In the quest for sustainable and efficient solutions to manage oily kitchen wastewater, a team of researchers led by Mamadou Souare at the National Engineering Laboratory for Biomass Power Generation Equipment, School of New Energy, North China Electric Power University, has developed an innovative membrane that could revolutionize the energy and wastewater treatment sectors. Published in the journal *Membranes*, the study introduces a carbonized dual-layer balsa wood membrane designed to separate oil from water with remarkable efficiency, offering a promising alternative to conventional methods that often rely on toxic chemicals or synthetic processes.
The membrane’s unique structure combines a hydrophilic longitudinal layer for water transport with a polydimethylsiloxane (PDMS)-impregnated carbonized transverse layer to enhance hydrophobicity. This dual-layer design not only boosts separation efficiency but also significantly reduces fouling, a common issue that diminishes performance and increases resource loss in traditional systems. “The key to our success lies in the selective wettability of the membrane,” explains Souare. “The carbonized side repels water, while the hydrophilic side attracts it, creating a highly efficient separation process.”
The results are impressive: the membrane achieves a high permeation flux of 1176.86 Lm⁻² h⁻¹ and a separation efficiency of 98.60%, maintaining low fouling resistance (<3%) over 20 cycles. Mechanical tests further reveal robust properties, with a tensile strength of 10.92 MPa and a fracture elongation of 10.42%. Wettability measurements show a 144° contact angle and a 7° sliding angle with water on the carbonized side, and a 163.7° contact angle with oil underwater and a 5° sliding angle on the hydrophilic side, demonstrating excellent selective wettability. The implications for the energy sector are substantial.

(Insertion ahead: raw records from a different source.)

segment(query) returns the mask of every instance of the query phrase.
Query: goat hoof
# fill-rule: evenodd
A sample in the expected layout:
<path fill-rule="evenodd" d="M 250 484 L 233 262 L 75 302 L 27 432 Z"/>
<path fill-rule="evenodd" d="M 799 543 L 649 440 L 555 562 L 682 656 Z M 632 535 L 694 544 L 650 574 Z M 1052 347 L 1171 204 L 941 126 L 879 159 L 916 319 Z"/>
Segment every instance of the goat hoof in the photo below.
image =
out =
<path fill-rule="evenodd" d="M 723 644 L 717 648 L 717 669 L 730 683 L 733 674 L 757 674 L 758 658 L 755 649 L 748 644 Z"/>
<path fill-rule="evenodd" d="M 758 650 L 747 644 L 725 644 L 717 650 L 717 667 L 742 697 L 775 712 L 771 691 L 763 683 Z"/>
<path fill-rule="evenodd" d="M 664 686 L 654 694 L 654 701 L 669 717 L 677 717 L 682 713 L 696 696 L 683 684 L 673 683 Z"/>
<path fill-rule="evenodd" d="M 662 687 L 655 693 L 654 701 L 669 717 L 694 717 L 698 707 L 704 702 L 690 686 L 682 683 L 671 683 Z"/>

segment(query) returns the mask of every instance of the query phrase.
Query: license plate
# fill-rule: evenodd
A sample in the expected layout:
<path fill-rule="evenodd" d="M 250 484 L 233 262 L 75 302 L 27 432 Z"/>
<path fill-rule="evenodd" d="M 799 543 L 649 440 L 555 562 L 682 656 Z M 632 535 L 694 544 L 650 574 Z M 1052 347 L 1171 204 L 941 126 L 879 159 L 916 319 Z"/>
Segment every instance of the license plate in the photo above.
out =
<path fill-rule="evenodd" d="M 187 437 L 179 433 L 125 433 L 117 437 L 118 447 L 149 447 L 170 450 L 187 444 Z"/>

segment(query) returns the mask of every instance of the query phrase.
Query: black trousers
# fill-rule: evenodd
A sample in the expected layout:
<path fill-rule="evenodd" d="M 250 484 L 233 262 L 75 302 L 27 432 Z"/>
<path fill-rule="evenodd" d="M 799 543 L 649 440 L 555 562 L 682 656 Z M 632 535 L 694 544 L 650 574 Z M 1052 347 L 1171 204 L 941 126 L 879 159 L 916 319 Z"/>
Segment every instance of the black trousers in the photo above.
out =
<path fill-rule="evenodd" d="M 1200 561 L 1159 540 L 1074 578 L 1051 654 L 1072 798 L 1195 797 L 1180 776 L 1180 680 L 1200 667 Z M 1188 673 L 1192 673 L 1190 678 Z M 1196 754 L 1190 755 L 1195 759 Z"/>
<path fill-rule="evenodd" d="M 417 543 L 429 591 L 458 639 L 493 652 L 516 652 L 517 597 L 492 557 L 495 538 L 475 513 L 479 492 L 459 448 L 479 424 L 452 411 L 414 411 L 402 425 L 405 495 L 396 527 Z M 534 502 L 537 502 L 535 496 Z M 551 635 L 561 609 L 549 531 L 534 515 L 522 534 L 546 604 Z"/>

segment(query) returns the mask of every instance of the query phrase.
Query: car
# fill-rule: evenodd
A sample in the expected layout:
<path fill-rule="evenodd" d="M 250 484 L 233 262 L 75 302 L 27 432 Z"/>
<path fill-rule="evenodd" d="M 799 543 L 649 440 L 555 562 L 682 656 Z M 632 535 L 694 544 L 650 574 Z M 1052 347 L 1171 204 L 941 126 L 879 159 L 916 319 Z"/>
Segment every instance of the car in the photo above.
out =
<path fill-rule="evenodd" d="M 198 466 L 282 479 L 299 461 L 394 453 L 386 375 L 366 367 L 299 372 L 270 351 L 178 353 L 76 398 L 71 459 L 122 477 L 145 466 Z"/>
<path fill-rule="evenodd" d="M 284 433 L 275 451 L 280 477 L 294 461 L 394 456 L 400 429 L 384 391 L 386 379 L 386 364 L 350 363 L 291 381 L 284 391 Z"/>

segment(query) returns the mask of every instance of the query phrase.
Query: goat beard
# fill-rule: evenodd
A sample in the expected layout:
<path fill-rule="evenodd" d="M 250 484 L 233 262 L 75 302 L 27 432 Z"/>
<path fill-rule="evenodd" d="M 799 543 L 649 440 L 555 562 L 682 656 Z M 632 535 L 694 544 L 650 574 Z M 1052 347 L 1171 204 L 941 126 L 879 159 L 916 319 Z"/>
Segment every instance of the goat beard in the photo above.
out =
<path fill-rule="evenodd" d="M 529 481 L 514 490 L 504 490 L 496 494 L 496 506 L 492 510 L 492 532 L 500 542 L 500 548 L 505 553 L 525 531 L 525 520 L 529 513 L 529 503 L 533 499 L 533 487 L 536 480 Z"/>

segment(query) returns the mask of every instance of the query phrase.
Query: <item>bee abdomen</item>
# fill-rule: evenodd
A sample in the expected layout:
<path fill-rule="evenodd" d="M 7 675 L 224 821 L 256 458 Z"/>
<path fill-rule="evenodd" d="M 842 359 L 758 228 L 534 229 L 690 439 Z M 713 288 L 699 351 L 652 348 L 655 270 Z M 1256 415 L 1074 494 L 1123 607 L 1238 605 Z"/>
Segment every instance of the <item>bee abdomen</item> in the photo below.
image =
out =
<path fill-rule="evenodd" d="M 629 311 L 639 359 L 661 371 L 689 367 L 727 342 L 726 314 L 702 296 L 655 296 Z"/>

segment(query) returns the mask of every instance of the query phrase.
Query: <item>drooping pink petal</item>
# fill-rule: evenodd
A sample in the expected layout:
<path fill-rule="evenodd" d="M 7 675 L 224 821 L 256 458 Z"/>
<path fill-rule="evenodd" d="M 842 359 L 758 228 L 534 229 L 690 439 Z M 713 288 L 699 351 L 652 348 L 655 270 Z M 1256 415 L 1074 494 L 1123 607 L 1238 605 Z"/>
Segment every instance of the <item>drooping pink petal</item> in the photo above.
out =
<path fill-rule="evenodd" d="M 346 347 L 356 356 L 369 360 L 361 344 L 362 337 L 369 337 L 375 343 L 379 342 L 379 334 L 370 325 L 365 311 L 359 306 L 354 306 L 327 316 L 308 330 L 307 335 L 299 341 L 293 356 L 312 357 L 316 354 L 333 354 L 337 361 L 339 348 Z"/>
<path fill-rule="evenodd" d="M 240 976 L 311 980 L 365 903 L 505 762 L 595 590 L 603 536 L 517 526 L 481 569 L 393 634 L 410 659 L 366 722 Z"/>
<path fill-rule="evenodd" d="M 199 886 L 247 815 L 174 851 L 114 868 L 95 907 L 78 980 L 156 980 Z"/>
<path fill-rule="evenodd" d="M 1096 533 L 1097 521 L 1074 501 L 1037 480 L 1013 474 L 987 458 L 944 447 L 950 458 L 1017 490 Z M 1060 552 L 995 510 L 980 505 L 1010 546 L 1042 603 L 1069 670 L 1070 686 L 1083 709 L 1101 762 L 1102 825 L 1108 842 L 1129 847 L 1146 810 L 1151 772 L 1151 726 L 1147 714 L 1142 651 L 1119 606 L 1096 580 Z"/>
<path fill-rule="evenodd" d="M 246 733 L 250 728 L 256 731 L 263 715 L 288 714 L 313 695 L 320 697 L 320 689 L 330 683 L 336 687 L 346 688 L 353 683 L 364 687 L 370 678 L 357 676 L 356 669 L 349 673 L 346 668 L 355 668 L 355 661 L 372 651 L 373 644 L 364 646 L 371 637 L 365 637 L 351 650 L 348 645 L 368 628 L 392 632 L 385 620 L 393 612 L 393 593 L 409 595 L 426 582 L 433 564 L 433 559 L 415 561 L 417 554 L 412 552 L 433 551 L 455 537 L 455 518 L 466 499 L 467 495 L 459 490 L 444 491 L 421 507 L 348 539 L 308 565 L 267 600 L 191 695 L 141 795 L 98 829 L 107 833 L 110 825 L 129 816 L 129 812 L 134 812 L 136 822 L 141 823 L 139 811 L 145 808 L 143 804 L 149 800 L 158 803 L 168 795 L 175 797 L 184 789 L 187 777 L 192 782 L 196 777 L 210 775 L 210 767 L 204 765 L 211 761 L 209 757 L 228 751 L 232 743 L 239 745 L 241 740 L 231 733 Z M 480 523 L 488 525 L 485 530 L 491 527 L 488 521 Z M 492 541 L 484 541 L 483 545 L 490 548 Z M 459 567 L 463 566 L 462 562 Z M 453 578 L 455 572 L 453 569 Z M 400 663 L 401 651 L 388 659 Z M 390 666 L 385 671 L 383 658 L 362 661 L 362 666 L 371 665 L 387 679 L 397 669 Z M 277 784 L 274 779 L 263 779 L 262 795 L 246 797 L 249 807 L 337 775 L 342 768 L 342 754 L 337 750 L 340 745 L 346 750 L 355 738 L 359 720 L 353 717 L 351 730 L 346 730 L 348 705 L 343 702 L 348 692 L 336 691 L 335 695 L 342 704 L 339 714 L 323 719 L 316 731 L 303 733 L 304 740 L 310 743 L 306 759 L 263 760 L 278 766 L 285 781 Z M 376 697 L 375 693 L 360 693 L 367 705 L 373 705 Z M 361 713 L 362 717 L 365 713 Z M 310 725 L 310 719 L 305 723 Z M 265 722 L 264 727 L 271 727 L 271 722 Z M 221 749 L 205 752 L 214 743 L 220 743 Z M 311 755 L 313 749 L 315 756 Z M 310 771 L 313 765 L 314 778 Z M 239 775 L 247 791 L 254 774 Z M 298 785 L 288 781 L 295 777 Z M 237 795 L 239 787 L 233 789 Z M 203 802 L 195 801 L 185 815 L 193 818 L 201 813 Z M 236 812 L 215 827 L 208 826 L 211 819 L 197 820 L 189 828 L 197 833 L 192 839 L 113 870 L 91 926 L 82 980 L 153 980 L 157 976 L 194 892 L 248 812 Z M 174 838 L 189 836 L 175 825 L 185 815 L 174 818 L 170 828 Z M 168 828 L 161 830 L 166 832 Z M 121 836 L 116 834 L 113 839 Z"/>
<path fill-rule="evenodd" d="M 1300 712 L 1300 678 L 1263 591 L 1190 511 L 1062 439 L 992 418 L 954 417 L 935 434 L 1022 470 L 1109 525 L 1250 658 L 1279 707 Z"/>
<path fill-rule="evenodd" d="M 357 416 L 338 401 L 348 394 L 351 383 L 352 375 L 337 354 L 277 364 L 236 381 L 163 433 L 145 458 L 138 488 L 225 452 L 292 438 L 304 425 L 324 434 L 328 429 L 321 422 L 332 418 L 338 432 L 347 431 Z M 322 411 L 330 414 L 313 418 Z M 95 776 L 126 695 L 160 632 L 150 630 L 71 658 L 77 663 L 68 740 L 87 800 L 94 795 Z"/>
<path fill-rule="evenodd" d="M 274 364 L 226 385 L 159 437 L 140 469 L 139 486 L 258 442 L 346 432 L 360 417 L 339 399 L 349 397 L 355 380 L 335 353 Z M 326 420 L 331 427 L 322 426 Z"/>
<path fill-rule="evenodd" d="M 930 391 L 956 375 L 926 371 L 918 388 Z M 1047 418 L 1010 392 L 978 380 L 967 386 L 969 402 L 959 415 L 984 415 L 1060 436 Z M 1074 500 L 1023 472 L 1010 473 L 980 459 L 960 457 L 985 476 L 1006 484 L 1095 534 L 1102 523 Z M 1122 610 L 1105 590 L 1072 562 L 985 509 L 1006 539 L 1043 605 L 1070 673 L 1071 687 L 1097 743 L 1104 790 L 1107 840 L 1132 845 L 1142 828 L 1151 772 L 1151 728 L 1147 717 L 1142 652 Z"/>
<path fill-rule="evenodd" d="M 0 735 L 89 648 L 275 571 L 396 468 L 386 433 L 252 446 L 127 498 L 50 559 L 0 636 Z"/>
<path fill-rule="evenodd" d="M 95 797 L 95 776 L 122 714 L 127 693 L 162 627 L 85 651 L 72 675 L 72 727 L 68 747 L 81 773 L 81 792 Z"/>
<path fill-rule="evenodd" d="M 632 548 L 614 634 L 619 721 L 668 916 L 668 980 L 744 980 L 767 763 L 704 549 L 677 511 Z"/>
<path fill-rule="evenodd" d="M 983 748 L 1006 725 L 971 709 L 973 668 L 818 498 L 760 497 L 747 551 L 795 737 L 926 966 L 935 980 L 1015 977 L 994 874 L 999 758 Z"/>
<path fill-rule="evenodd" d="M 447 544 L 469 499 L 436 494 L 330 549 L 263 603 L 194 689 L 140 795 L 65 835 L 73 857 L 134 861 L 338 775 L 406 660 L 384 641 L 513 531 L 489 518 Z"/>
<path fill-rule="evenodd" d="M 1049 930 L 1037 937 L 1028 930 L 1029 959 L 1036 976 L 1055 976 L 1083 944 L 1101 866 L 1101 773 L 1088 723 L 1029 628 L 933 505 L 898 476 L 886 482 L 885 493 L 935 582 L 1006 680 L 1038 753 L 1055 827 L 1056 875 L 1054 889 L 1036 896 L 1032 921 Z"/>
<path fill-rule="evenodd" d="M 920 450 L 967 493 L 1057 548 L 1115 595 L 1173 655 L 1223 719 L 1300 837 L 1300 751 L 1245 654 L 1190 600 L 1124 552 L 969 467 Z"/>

As the demand for sustainable and efficient wastewater treatment grows, this innovative membrane could play a crucial role in reducing environmental impact and improving resource recovery. "This technology has the potential to be scaled up for large-scale wastewater treatment, offering a sustainable and effective solution," says Souare. The study highlights the potential of carbonized wood-based membranes as a viable alternative to conventional methods, paving the way for future developments in the field. As the world continues to seek sustainable solutions, this research offers a glimpse into the future of wastewater treatment, where innovative materials and processes can make a significant difference. With further development and commercialization, the carbonized dual-layer balsa wood membrane could become a cornerstone in the quest for cleaner and more efficient energy and wastewater management.